A RtcSession is a higher level object that encompasses all information about the media and data flow between two peers, and knows how to use the signalling path to handle changes in the devices.
It may encompass a number of RTP sessions. If mapped into SDP, its state at any given time can be represented by a single SDP session.

It is an interface to underlying subsystems of the browser; it makes no sense to think of it as an object with independent existence.

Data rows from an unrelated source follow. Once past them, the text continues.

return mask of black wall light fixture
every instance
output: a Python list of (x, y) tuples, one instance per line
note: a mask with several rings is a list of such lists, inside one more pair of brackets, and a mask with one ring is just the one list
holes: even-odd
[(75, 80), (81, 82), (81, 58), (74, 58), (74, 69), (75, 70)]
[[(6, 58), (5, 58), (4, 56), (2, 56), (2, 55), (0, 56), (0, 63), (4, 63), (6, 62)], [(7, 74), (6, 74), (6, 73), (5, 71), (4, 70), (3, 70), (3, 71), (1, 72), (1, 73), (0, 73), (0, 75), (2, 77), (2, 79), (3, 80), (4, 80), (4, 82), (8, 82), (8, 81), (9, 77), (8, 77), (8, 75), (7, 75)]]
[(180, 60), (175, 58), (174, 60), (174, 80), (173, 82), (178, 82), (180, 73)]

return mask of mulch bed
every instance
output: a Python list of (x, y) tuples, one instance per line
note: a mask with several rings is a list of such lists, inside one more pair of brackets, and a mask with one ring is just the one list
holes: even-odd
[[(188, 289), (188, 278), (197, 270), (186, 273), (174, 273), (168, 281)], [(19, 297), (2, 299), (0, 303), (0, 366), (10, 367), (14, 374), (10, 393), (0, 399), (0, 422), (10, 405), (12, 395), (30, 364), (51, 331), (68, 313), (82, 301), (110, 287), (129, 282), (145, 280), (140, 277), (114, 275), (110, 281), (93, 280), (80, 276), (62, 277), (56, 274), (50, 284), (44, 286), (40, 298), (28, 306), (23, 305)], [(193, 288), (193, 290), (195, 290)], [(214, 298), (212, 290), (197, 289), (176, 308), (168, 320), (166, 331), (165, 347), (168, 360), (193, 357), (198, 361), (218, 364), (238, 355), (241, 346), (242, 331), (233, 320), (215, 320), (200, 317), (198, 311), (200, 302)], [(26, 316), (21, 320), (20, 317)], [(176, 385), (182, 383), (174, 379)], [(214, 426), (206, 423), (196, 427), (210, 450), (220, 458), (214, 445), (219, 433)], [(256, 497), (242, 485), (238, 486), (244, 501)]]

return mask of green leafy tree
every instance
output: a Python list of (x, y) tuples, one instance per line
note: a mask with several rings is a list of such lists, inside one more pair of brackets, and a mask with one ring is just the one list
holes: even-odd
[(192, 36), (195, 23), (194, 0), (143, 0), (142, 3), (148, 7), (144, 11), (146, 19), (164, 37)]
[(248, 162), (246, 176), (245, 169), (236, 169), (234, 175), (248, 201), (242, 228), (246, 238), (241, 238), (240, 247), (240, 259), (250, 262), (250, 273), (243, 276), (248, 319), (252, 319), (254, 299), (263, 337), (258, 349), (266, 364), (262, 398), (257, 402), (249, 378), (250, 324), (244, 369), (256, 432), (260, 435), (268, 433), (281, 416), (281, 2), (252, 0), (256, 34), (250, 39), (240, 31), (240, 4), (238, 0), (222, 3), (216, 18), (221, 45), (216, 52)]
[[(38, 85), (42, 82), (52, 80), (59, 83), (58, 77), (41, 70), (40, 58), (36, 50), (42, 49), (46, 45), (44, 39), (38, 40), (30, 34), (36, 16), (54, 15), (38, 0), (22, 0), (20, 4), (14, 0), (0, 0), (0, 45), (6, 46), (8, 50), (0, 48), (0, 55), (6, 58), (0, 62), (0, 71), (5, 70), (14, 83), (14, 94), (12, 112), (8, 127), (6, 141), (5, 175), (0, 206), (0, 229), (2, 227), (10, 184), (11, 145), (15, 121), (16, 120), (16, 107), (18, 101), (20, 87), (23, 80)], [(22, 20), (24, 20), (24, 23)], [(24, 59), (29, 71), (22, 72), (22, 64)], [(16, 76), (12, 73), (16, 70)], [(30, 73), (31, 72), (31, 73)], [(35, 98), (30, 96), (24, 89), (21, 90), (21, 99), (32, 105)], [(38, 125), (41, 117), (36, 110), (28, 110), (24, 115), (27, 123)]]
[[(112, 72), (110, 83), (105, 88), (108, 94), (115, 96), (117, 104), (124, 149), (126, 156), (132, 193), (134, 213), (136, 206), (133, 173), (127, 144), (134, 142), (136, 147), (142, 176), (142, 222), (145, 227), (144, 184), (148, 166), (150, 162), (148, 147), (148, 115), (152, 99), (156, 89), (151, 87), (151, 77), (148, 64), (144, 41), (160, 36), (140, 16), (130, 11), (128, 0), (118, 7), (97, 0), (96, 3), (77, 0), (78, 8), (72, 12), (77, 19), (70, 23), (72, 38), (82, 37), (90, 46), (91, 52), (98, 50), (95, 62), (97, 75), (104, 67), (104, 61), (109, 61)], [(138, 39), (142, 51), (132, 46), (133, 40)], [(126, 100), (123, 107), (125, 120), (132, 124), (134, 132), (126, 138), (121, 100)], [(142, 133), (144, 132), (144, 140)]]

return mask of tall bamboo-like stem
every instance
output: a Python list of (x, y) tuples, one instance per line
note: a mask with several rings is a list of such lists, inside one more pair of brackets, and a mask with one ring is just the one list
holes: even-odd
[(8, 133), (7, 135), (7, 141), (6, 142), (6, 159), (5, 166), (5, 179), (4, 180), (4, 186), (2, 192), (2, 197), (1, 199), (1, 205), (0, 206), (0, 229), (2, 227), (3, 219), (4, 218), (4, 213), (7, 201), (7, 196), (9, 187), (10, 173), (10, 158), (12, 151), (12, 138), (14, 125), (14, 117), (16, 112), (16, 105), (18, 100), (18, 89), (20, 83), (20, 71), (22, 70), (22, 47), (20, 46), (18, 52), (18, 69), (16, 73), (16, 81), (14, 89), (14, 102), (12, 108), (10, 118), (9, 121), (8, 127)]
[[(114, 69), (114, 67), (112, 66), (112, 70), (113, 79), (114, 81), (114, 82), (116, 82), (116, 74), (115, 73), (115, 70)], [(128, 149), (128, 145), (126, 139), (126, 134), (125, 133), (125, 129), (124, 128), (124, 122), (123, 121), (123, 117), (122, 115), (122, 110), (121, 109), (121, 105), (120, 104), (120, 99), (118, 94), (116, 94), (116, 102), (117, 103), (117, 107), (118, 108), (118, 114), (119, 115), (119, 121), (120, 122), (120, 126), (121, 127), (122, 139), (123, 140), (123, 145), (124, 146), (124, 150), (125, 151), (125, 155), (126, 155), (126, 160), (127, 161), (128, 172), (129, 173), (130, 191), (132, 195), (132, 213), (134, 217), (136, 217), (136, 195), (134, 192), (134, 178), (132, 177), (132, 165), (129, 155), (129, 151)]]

In particular, the data flows that flow through a RtcSession, and are configured via the Stream objects described below, are not directly accessible to JavaScript; they are internal functions inside the browser.

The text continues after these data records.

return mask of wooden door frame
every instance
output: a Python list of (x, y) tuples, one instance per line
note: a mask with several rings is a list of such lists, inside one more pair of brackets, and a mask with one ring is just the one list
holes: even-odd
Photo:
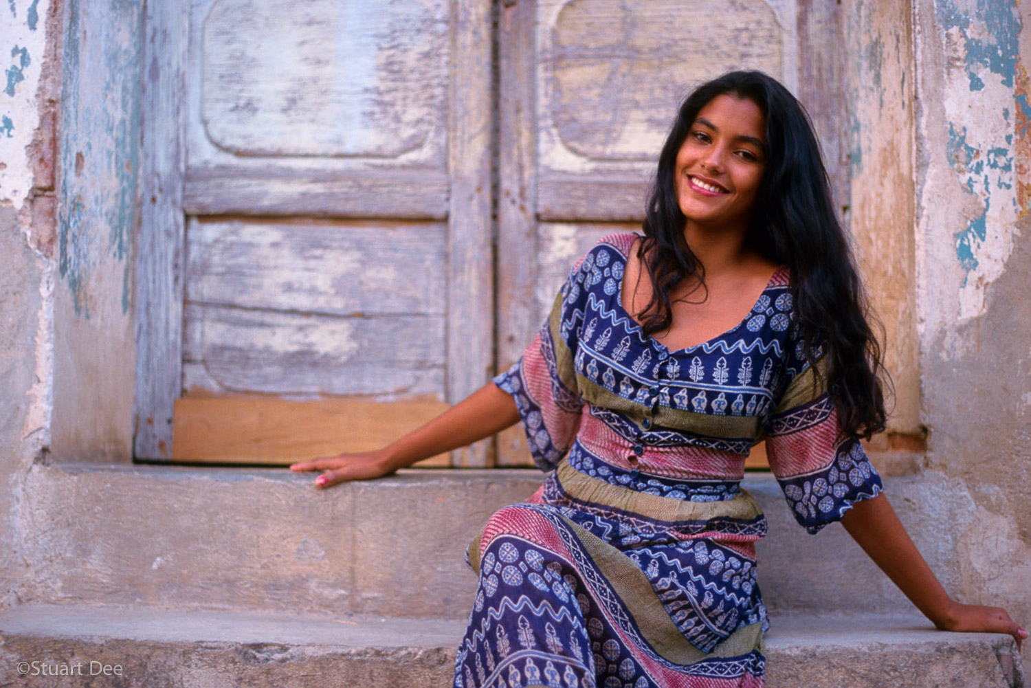
[[(410, 173), (312, 174), (261, 185), (218, 170), (188, 173), (187, 79), (191, 3), (147, 3), (144, 15), (140, 227), (135, 260), (137, 374), (134, 456), (172, 456), (174, 401), (182, 387), (186, 216), (226, 212), (212, 199), (240, 195), (242, 214), (320, 214), (448, 222), (446, 401), (481, 387), (494, 370), (491, 136), (494, 132), (491, 0), (450, 0), (446, 178)], [(196, 50), (196, 46), (195, 46)], [(402, 178), (404, 177), (404, 178)], [(409, 184), (398, 184), (407, 179)], [(398, 195), (398, 189), (403, 191)], [(413, 195), (412, 195), (413, 194)], [(314, 199), (314, 200), (312, 200)], [(490, 443), (457, 451), (454, 465), (485, 466)]]

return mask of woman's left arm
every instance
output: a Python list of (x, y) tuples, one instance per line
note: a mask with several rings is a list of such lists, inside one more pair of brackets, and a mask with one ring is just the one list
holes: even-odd
[(1028, 632), (1004, 609), (961, 604), (953, 600), (931, 572), (884, 494), (856, 503), (841, 525), (880, 570), (942, 630), (1008, 633), (1021, 643)]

It is created via a factory object, and initialized via a formatted string.

To illustrate the use of the API, this HTML creates a very simple videophone initiator:

<video id=”display”>
<audio id=”speaker”>
<device id=”camera” type=”video”>
<device id=”microphone” type=”audio”>
configstring = “{“stun_service”: { “host”: “stun.example.com” }}”
var factory = new RtcSessionFactory(configstring);
var connection = factory.CreateSession();
connection.onOutgoingNegotiationItem = function(session, item) {
// Not specified: How to transmit the negotiation item
connection.onOutgoingNegotiationBlob = sendToServer;
connection.addOutgoingMedia(“camera”, camera.data)
connection.addOutgoingMedia(“microphone”, microphone.data)
display.src = connection.expectIncomingMedia(videoconfig).url
speaker.src = connection.expectIncomingMedia(audioconfig).url
// At this point, we have the information needed to perform
// the negotiation.

connection.onConnect = StartSendingMedia();
StartSendingMedia() {
alert(“Your camera and microphone will now be turned on”);
// Function called by whatever function receives negotiation data
function incomingNegotiationHandler(item) {

The API for a RtcSession, the object that defines a single group of media connections going to one other participant, iis defined below. It uses the concepts of “StreamSource” and “StreamSink” that are described further on in this document.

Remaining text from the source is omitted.